The 10% condition, the Lake County Health
Department has more than 110 field workers,
so we're good on the 10% condition.
Now to the right you see a
histogram of the differences.
And so for the nearly normal condition, we
have some problems with the normal assumption.
We have two peaks at the right skew.
So we have some problems with
the nearly normal condition.
but in order to get a feel for the mechanics
of the task, we're going to do it anyway
So let's look at the mechanics.
Well first we need our summary
statistics for the differences.
We have the sample mean
difference is 982 miles.
The sample standard deviation is 1139.568
miles and our sample size is 11.
So in this test what we're assuming
initially is that there's no difference
between the mileage for the four
day and the five day work-week.
so we're gonna assume that mu D is
zero, that's our null hypothesis.
Our test statistic then is d bar over
SD divided by the square root of n
or 982 divided by 1139.568 over the
square root of 11 which gives us 2.858
The significance level is 5%
and what we're looking to do
is to see if there's a five-day mileage on
average is greater than the four-day mileage.
So we reject the null hypothesis if our test statistic
takes the value of greater than or
equal to t 10.05 which is 1.812.
Our test statistic took a value of 2.858.
So we reject the null hypothesis and
conclude that there is evidence to suggest
that average mileage decreases during the
four-day work week versus the five-day work week.
What if we want a confidence
interval for the mean difference?
Well if the conditions for
the paired t-test are met,
then we can form a 100 times 1 minus alpha percent confidence
interval for the mean difference in the following way.

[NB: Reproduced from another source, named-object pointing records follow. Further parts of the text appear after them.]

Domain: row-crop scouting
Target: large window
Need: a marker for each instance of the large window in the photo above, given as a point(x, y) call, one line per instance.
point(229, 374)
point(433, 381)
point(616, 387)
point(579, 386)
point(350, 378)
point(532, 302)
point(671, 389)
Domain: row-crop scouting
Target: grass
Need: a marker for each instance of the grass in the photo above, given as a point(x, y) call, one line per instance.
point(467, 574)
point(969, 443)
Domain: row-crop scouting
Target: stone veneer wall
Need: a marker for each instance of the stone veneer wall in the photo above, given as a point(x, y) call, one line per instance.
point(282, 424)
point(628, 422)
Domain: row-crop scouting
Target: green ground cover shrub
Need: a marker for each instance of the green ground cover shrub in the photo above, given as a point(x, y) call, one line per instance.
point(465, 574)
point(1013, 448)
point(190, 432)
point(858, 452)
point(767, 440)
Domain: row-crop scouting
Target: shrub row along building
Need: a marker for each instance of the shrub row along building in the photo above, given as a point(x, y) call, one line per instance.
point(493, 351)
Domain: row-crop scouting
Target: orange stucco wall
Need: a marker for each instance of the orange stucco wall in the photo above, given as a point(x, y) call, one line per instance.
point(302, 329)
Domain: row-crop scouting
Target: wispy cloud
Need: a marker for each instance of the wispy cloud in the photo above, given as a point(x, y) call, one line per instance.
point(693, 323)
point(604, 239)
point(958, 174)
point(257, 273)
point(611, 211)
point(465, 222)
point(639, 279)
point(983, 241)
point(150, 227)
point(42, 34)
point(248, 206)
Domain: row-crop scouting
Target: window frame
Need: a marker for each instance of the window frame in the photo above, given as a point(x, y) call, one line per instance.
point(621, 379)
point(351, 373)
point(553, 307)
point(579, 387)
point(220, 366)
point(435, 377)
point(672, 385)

We take d bar plus or minus t* with n minus 1 degrees of
freedom times the standard error of the mean difference.
This is the same form as we had
in the one-sample t-interval.
For the mileage example, we wanna construct the
95% confidence interval for the mean difference.
So using the table, we
find that t*10 is 2.228.
We found during the hypothesis test that d bar was
982 and the standard error of d bar was 343.593.
So when we form our confidence interval, we
take 982 plus or minus 2.228 times 343.593.
And what that gives us is an interval
of 216.47 up to 1747.525 miles.
So what that tells us is that we are 95% confident
that the average mileage for the five-day work week
is between 216.4748 and 1,747.525 miles
higher than that for the four-day work week.
With the paired t-test, there are a
bunch of things that can go wrong.
So here are some things that we want to avoid.
We don't want to use a two-sample
t-test when we have paired data
because we know that our groups are not
independent if we have paired data.
We don't want to use a paired t-procedure
when the data are not paired.
So those first two things kinda go together.
Don't forget to look out for outliers.
This can indicate problems with
the nearly normal assumption.
And do not use side by side boxplots or
histograms to look for the difference
between the means of the paired groups because
they're not from two different groups.
So we're not doing this as we
would for a two-sample t-test.
So what have we done in this lecture?
Well, we examine the difference between
paired data and the type of data
that enables us to use a two-sample t-test.
We described how to carry out the paired t-test as well
as how to construct a paired t confidence interval
for paired data and for the average
difference for paired data.
We finished up by looking at
some things that can go wrong
and things that we wanna avoid when
we use the paired t-procedures.
This is the end of lecture 8 and I look
forward seeing you back for lecture 9.